Today's Quick Links come from Dr. Charlie Weingroff, BioMed Central, and Dr. Joe Brence.
Leave it up to Charlie to ruffle some feathers. He recently wrote about the SFMA vs MDT. I was asked by several readers to put my 2c in. Charlie and I already discussed the post via messenger in private. My quick take:
- I think method/system is semantics, as both are systematic in the way they are supposed to be implemented, but may change with clinician's preference and experience with certain types of patients
- For me, MDT is faster, only because I'm looking at gross movement, and not MS flexion or extension
- you only want to see if/how the movement changes something about the pt's presentation
- I can cut the repeated motion exam down to about 3-5 minutes, because I just choose the motion based on the history/intuition which I think will improve the complaints
- the use of the SFMA for me, depends on how active the patient is and how much pain they're in
- if a lateral shift comes in, like my recent acute lumbar pain case, I use MDT to correct the shift and centralize the complaints
- as she is a runner and works out avidly, I used the SFMA to clear up any DNs to improve her motion and make her musculoskeletal system more efficient
- would a MDT purist or clinicians not bothering with biomechanics do this? Most likely not, should they? That's up for debate, but I think the patient is always better off with higher quality movement
- the flip side is, if they're sedentary office workers, do I concentrate on severely limited DNs in the hips and thoracic spine after their lumbar complaints are completely abolished?
- I offer that as a choice, some patients see the value of it, some are happy with just being able to walk to their car, work station, and up the stairs to bed
- my recommended screens
- repeated motion exam in lumbar flexion/extension if central/bilateral complaints
- sidegliding in standing to see any frontal plane limitations in motion for unilateral complaints
- if these are all negative, proceed to the SFMA
- There is a right assessment/treatment for the right patient at the right time, something I always preach, the more tools you have in your bag, the better
Here's a link to an abstract on BMC that followed knee OA over 12 years.
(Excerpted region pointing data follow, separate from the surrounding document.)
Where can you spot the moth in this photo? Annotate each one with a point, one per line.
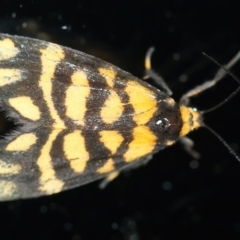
(79, 118)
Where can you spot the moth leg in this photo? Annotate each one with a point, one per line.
(108, 179)
(152, 74)
(188, 147)
(221, 73)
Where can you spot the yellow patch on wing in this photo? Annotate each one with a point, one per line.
(7, 49)
(112, 108)
(143, 143)
(76, 97)
(9, 76)
(9, 168)
(48, 180)
(143, 101)
(8, 190)
(25, 106)
(75, 151)
(22, 142)
(50, 57)
(109, 74)
(107, 167)
(111, 140)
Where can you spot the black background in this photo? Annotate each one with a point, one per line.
(168, 198)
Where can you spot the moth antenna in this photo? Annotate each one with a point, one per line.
(230, 74)
(223, 141)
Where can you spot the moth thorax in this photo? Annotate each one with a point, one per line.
(191, 118)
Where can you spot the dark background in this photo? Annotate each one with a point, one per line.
(173, 196)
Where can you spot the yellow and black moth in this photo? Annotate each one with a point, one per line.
(79, 118)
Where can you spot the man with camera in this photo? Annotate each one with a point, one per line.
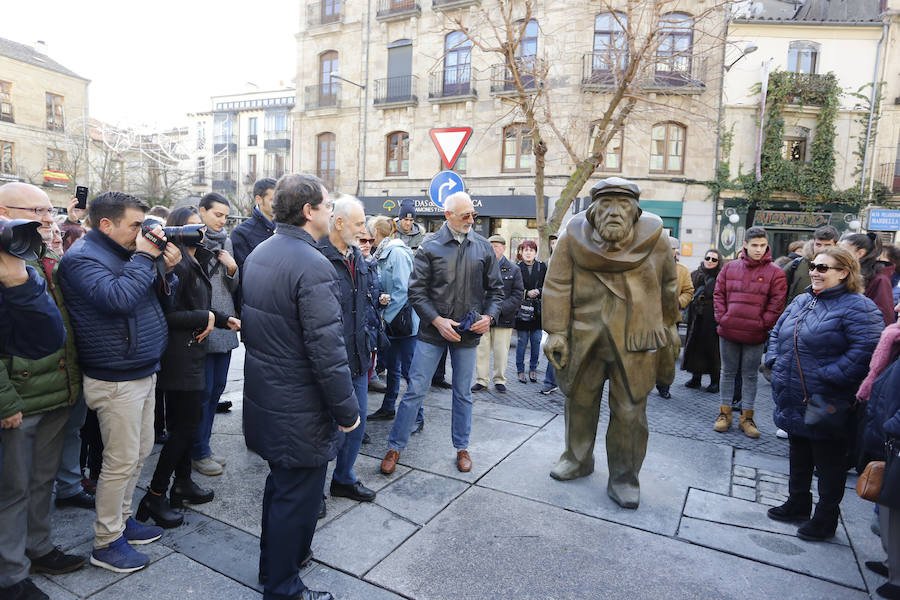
(114, 281)
(35, 400)
(298, 390)
(456, 290)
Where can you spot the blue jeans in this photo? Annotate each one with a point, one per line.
(349, 446)
(425, 359)
(216, 378)
(398, 360)
(524, 337)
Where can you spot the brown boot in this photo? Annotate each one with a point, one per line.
(390, 462)
(723, 421)
(747, 425)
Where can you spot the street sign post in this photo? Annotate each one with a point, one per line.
(443, 184)
(449, 142)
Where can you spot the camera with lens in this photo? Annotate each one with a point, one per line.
(20, 238)
(186, 235)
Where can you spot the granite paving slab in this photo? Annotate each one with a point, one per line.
(741, 513)
(487, 544)
(831, 562)
(418, 496)
(673, 465)
(174, 578)
(359, 539)
(90, 579)
(432, 450)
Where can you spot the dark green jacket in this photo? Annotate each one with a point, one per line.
(44, 384)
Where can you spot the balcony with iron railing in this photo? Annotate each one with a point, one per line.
(675, 74)
(397, 10)
(503, 81)
(323, 95)
(324, 12)
(396, 92)
(452, 84)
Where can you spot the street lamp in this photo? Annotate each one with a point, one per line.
(748, 49)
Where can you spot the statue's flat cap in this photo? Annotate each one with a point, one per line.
(615, 185)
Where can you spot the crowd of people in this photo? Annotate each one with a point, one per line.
(119, 335)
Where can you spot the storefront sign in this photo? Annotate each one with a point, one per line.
(786, 219)
(884, 220)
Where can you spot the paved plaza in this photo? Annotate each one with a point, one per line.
(506, 530)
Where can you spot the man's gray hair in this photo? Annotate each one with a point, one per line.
(453, 200)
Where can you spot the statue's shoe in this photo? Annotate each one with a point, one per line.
(625, 495)
(567, 469)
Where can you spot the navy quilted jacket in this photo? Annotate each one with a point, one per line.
(836, 333)
(297, 385)
(111, 295)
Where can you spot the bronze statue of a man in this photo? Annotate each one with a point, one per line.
(610, 305)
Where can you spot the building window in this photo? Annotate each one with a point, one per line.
(251, 129)
(55, 115)
(803, 57)
(517, 155)
(457, 64)
(397, 153)
(612, 157)
(326, 166)
(667, 148)
(7, 155)
(610, 44)
(56, 160)
(673, 56)
(6, 101)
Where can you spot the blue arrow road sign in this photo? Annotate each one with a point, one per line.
(443, 184)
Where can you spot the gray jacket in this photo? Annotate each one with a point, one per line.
(223, 286)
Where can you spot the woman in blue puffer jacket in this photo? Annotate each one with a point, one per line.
(821, 345)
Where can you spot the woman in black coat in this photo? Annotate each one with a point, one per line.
(701, 347)
(182, 377)
(529, 331)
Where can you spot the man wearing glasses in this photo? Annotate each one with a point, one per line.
(456, 290)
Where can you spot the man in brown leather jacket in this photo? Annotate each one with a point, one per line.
(610, 308)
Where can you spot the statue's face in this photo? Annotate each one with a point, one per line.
(613, 216)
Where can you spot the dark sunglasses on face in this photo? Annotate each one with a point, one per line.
(822, 267)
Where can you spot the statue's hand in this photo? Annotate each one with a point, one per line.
(557, 344)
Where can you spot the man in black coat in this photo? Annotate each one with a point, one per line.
(456, 290)
(497, 339)
(298, 391)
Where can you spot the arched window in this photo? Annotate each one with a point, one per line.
(517, 151)
(397, 155)
(673, 56)
(326, 167)
(457, 64)
(803, 57)
(610, 45)
(667, 142)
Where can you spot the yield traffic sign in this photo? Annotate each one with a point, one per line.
(449, 142)
(443, 184)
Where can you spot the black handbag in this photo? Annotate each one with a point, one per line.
(401, 326)
(890, 483)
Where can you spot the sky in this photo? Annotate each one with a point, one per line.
(151, 63)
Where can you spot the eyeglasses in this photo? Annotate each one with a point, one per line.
(38, 212)
(822, 267)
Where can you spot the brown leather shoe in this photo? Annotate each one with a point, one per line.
(390, 462)
(463, 461)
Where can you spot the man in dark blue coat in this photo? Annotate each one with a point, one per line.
(298, 391)
(355, 280)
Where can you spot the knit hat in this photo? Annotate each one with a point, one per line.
(407, 209)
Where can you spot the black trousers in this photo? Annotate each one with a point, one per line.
(828, 459)
(291, 504)
(184, 409)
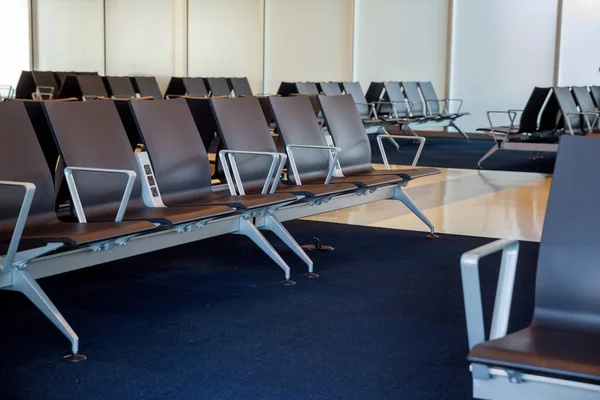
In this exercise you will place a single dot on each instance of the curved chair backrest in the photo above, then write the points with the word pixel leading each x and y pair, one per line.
pixel 346 128
pixel 147 86
pixel 91 134
pixel 529 117
pixel 120 86
pixel 354 89
pixel 218 86
pixel 586 104
pixel 567 295
pixel 567 105
pixel 241 87
pixel 297 125
pixel 21 159
pixel 178 156
pixel 242 126
pixel 393 93
pixel 330 88
pixel 412 94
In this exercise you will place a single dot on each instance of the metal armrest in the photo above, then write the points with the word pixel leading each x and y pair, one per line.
pixel 595 114
pixel 272 179
pixel 131 175
pixel 334 153
pixel 394 137
pixel 469 263
pixel 20 224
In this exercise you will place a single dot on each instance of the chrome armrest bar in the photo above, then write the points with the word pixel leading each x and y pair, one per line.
pixel 20 224
pixel 131 175
pixel 587 122
pixel 402 137
pixel 469 263
pixel 334 153
pixel 230 166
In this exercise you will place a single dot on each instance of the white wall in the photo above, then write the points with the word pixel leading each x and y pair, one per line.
pixel 579 55
pixel 308 40
pixel 501 49
pixel 68 35
pixel 226 39
pixel 14 40
pixel 411 46
pixel 139 38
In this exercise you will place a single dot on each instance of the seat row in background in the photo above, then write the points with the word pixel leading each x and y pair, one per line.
pixel 160 197
pixel 549 113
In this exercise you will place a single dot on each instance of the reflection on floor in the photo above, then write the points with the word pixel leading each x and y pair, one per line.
pixel 496 204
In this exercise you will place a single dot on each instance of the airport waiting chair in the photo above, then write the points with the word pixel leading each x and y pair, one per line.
pixel 529 134
pixel 38 85
pixel 586 105
pixel 242 128
pixel 218 86
pixel 575 121
pixel 146 86
pixel 330 88
pixel 240 86
pixel 119 86
pixel 28 219
pixel 83 87
pixel 186 87
pixel 345 126
pixel 182 171
pixel 311 160
pixel 558 355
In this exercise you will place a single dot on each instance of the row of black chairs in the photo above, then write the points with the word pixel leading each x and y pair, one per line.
pixel 163 196
pixel 549 113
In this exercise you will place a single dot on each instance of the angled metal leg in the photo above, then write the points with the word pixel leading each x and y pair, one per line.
pixel 272 224
pixel 488 155
pixel 452 124
pixel 248 229
pixel 25 284
pixel 396 145
pixel 400 194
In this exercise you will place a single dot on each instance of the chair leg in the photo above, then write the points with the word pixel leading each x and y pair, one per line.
pixel 488 155
pixel 24 283
pixel 272 224
pixel 400 194
pixel 248 229
pixel 453 124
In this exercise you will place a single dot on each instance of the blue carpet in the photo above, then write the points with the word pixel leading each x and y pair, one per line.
pixel 456 153
pixel 208 321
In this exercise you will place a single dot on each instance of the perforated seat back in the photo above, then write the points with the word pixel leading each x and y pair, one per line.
pixel 567 295
pixel 203 117
pixel 147 86
pixel 348 132
pixel 393 94
pixel 354 89
pixel 567 105
pixel 90 134
pixel 178 156
pixel 241 87
pixel 242 126
pixel 412 94
pixel 218 86
pixel 307 88
pixel 297 125
pixel 529 116
pixel 586 104
pixel 330 88
pixel 430 97
pixel 21 159
pixel 120 86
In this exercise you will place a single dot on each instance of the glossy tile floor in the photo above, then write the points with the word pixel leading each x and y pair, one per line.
pixel 496 204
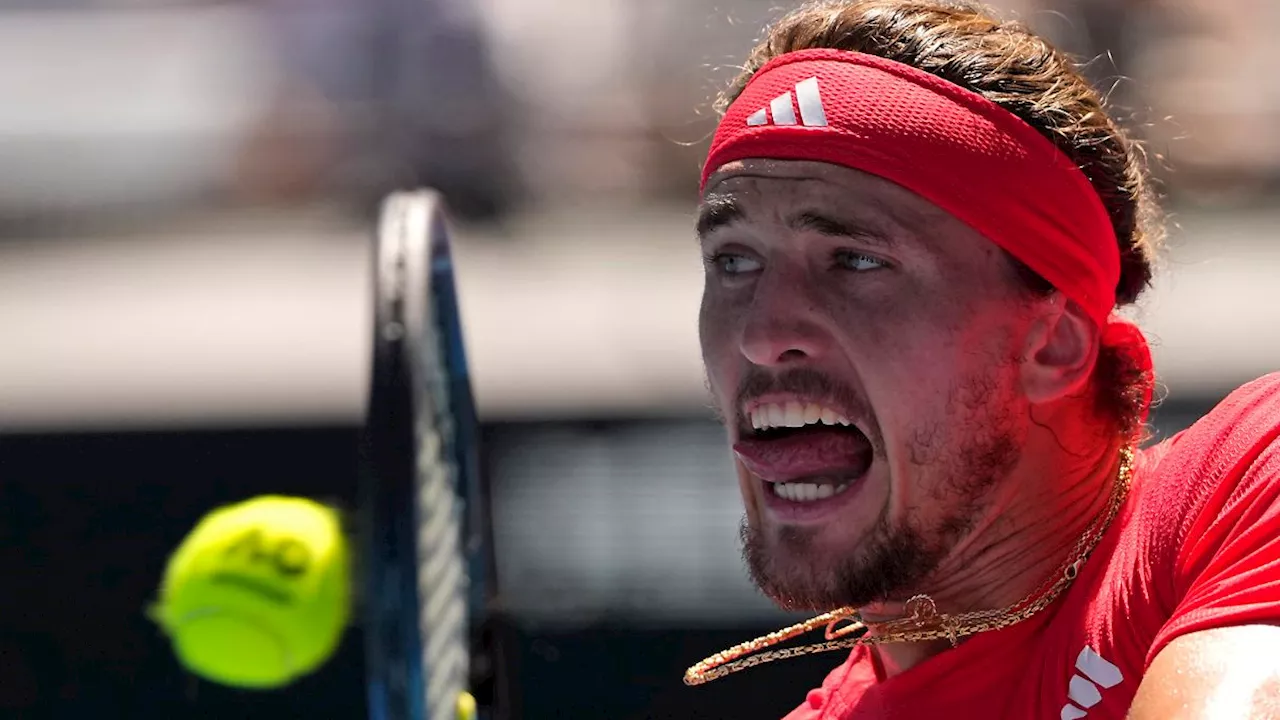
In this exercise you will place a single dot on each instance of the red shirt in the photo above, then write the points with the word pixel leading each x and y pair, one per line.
pixel 1196 546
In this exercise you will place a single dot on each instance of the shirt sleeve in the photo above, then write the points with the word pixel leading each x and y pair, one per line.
pixel 1216 522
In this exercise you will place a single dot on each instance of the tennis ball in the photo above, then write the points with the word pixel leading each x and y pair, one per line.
pixel 466 706
pixel 257 595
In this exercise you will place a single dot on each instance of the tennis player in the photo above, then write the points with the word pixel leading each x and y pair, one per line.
pixel 918 223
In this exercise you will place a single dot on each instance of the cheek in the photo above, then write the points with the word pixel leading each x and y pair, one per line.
pixel 716 336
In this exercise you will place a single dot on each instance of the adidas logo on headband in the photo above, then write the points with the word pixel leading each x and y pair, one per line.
pixel 782 108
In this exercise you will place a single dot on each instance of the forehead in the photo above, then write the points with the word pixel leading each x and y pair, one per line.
pixel 777 191
pixel 759 187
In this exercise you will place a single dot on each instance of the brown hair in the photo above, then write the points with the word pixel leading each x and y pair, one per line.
pixel 970 46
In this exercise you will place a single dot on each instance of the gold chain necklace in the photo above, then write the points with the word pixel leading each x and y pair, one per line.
pixel 922 621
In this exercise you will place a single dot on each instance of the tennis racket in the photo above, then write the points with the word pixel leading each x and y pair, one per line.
pixel 425 556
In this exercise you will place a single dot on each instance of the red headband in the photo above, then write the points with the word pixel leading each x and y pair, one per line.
pixel 949 145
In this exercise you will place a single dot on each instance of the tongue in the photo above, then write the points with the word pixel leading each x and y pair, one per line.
pixel 805 454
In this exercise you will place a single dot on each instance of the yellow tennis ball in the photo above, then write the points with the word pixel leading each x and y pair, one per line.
pixel 466 706
pixel 257 595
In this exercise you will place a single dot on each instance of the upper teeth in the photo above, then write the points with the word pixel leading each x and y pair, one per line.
pixel 794 415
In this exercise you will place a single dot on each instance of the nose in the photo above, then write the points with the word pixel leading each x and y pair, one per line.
pixel 784 324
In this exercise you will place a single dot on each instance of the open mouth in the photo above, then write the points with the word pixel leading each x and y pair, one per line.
pixel 804 452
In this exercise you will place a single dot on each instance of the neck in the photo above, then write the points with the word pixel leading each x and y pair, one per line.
pixel 1019 545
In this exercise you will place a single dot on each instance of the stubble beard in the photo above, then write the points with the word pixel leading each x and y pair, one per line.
pixel 973 449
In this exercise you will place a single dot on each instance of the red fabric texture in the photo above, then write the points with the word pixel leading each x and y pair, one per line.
pixel 951 146
pixel 1197 546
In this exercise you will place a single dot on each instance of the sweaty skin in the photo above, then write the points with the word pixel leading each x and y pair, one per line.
pixel 824 283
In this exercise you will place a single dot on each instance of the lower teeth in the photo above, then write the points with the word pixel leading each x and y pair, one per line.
pixel 808 492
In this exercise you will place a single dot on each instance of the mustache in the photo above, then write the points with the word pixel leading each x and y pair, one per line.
pixel 807 382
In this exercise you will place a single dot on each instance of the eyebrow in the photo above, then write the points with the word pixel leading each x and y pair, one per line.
pixel 718 213
pixel 836 227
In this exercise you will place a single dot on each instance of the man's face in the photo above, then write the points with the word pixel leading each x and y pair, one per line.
pixel 863 347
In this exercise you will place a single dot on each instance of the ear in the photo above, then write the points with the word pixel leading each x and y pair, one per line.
pixel 1060 351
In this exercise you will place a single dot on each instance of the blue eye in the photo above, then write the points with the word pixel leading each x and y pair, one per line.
pixel 856 261
pixel 731 264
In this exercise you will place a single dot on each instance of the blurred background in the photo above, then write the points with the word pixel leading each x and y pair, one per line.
pixel 186 201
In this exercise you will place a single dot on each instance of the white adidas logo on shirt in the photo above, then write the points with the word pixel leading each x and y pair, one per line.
pixel 1084 692
pixel 782 108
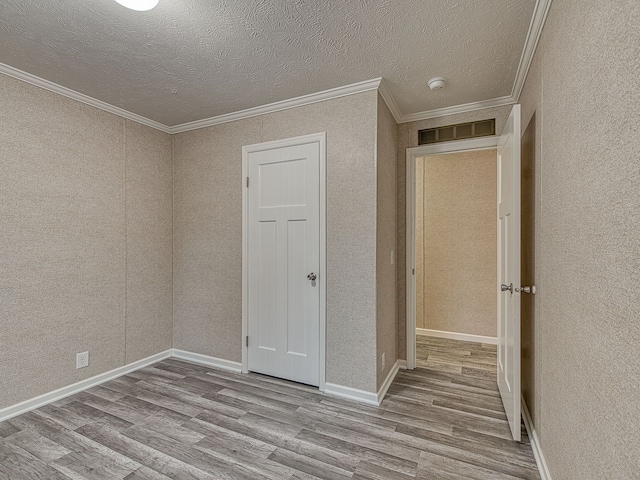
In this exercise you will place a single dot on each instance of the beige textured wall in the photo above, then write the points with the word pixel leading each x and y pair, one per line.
pixel 149 241
pixel 386 308
pixel 208 232
pixel 458 238
pixel 587 393
pixel 407 138
pixel 68 170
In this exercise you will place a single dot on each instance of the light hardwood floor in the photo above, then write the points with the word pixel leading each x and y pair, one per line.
pixel 444 420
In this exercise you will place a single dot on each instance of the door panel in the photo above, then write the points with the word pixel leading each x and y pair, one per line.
pixel 509 270
pixel 283 248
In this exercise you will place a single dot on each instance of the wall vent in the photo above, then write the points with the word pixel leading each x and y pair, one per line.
pixel 459 131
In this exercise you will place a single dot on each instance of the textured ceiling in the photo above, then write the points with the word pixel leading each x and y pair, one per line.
pixel 188 60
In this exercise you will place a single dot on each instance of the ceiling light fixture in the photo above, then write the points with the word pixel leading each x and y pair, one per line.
pixel 436 83
pixel 139 5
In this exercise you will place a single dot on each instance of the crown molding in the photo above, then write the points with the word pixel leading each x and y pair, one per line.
pixel 540 12
pixel 80 97
pixel 385 93
pixel 330 94
pixel 456 109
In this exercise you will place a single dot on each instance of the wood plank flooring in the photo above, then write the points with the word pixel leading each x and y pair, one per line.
pixel 442 421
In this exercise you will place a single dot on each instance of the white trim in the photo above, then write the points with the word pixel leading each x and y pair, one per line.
pixel 36 402
pixel 465 337
pixel 457 109
pixel 386 95
pixel 538 20
pixel 363 396
pixel 388 381
pixel 331 94
pixel 80 97
pixel 481 143
pixel 206 360
pixel 321 139
pixel 535 443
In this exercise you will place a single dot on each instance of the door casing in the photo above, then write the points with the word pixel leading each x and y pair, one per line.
pixel 320 139
pixel 482 143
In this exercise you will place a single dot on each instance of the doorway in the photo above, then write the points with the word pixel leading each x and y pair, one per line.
pixel 284 259
pixel 456 245
pixel 414 157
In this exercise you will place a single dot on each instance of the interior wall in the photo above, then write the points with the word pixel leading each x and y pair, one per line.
pixel 587 250
pixel 208 232
pixel 386 298
pixel 457 235
pixel 408 138
pixel 86 245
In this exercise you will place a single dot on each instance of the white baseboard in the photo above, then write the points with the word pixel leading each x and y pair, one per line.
pixel 39 401
pixel 465 337
pixel 206 360
pixel 388 381
pixel 535 443
pixel 363 396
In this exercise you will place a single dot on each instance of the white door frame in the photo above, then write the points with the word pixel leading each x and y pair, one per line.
pixel 321 139
pixel 482 143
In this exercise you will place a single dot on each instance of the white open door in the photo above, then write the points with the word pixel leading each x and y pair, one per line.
pixel 509 270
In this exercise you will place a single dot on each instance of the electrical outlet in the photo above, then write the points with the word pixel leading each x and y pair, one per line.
pixel 82 360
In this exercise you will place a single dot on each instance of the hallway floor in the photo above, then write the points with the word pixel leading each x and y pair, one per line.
pixel 444 420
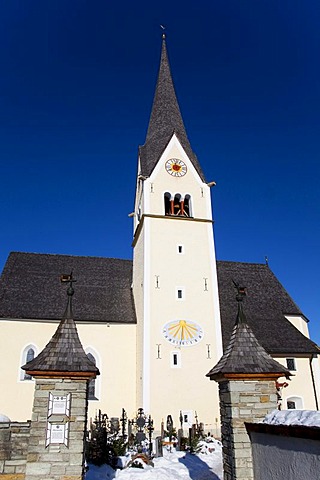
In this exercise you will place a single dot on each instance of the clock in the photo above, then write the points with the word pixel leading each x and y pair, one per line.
pixel 182 333
pixel 176 167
Here's a surprise, the "degenerative" changes were bilateral! Much like many of my patients who have unilateral pain and their specialists fill their mind will all kinds of thought viruses like "You'll need a knee replacement in a few years," when they have full strength and ROM. My last patient who kept getting cortisone injections in her extremely painful left knee eventually realized her knee OA was worse on the right after looking at her scan results again.
Joe Brence posted a diagram of the Neuromatrix of Pain and due to requests followed up with a post of the information he distributes to his patients. Great resource Joe and thanks for sharing!